孤独ベタな弥太郎の成長
ただ、お寺に迎えた弥太郎は、こちらの心配をよそに、わりと早く馴染(なじ)みました。私よりも、妻に(笑)。ぎゅるんぎゅるん甘えて、お腹を見せて転がりまくり、寝る時も一緒。
元の飼い主さんがひとつだけ付けた「必ず1匹で飼うこと。他のネコに愛情が移ったと思わせないように、多頭飼育はしないでほしい」という条件の意味がよくわかりました。

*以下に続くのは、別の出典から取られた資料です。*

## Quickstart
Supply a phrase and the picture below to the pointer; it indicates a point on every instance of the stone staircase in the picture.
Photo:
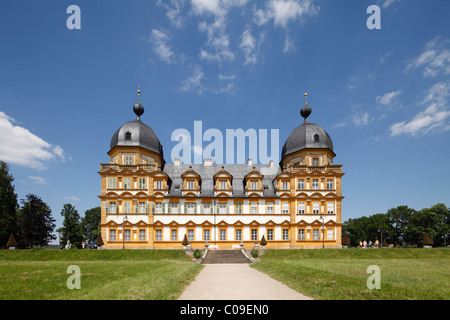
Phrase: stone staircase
(225, 256)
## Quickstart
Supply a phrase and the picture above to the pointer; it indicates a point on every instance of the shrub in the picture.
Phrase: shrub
(198, 253)
(11, 242)
(263, 241)
(427, 241)
(99, 241)
(345, 240)
(185, 241)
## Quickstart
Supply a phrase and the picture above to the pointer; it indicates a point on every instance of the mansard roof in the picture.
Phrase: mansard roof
(207, 173)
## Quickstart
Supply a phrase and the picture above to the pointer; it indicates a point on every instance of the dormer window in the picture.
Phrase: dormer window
(316, 138)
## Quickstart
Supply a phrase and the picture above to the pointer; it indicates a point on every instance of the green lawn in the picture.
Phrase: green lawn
(419, 274)
(105, 274)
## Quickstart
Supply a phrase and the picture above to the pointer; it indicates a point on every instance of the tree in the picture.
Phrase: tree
(36, 223)
(11, 242)
(427, 241)
(90, 224)
(71, 230)
(399, 219)
(8, 204)
(345, 240)
(263, 241)
(185, 241)
(99, 241)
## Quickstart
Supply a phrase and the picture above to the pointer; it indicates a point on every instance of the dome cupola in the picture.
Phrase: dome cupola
(307, 136)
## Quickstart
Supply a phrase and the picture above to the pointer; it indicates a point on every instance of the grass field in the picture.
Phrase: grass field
(105, 274)
(419, 274)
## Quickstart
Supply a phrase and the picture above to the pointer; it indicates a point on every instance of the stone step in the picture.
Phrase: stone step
(225, 256)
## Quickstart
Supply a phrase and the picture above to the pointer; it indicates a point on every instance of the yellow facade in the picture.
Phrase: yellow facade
(144, 204)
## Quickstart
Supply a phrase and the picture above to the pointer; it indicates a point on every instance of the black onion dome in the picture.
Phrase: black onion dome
(307, 136)
(137, 134)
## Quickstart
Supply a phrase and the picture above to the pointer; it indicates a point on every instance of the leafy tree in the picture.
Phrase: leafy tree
(185, 241)
(99, 241)
(345, 240)
(399, 219)
(36, 223)
(8, 204)
(71, 230)
(12, 241)
(430, 221)
(263, 241)
(90, 224)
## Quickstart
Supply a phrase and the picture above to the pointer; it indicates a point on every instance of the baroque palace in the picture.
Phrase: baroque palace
(147, 203)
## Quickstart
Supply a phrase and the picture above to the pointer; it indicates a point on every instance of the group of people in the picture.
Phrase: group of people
(364, 244)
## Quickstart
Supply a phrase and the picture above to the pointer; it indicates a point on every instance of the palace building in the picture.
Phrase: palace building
(148, 203)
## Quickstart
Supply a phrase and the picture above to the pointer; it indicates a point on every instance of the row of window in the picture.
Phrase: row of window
(142, 184)
(221, 208)
(303, 234)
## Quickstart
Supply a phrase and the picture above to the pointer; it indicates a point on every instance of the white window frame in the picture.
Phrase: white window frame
(269, 234)
(222, 235)
(316, 234)
(127, 234)
(330, 234)
(174, 235)
(112, 183)
(285, 207)
(190, 234)
(142, 234)
(315, 184)
(285, 234)
(207, 235)
(330, 184)
(301, 234)
(254, 235)
(301, 207)
(330, 207)
(316, 208)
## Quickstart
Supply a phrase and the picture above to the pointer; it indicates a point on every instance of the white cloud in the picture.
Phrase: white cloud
(194, 82)
(388, 3)
(248, 46)
(21, 147)
(218, 43)
(388, 98)
(72, 198)
(160, 40)
(361, 118)
(173, 8)
(434, 60)
(37, 180)
(288, 44)
(435, 116)
(284, 11)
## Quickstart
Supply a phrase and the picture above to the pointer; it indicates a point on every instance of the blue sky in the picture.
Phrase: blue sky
(382, 95)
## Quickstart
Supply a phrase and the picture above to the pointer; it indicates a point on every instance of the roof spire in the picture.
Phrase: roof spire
(306, 110)
(139, 93)
(138, 108)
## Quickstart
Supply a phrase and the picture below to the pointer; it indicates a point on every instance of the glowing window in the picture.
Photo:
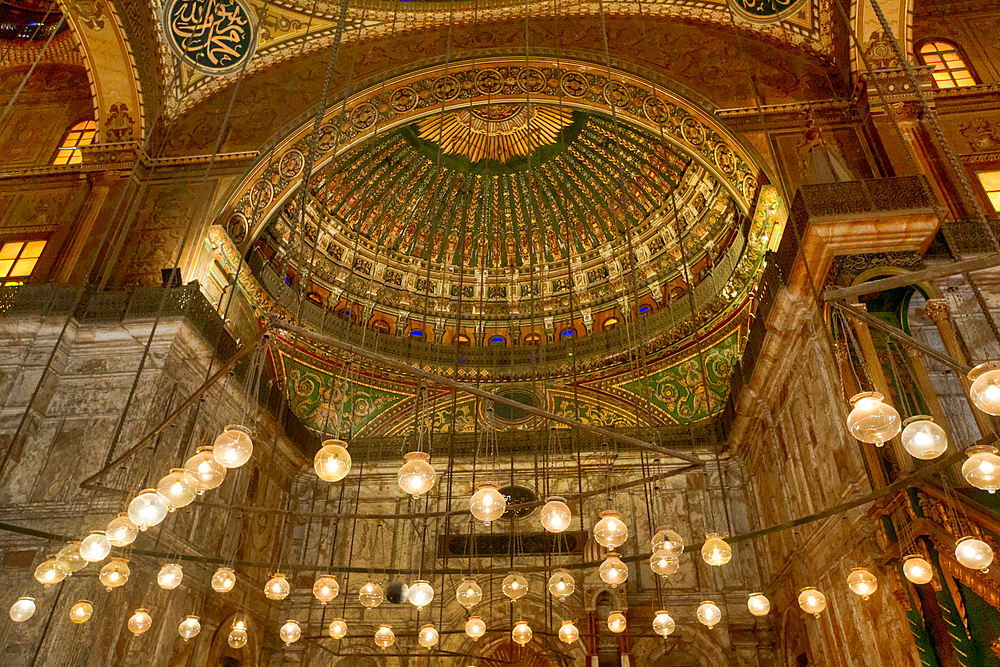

もんのすごく、寂しがり屋で甘えん坊のネコさんやったんです。
孤独なんて、全然愛しているように見えませんでした。
むしろ、孤独ベタでした。
しかし弥太郎には、自分の「これ、好きや!」を見つける力がありました。
お寺の中で気持ちいい風が吹き抜ける場所を探し当てるのも、めっちゃうまかった。いつしか、妻や私がそばにおらんくても、のびのび過ごすようになったんです(甘えっぷりは相変わらずですが……)。
孤独ベタな弥太郎は、自分の「好き」「気持ちいい」に素直に従うことで、おひとりさまを楽しめるようになったんやないか――そんなふうに、私には思えるのです。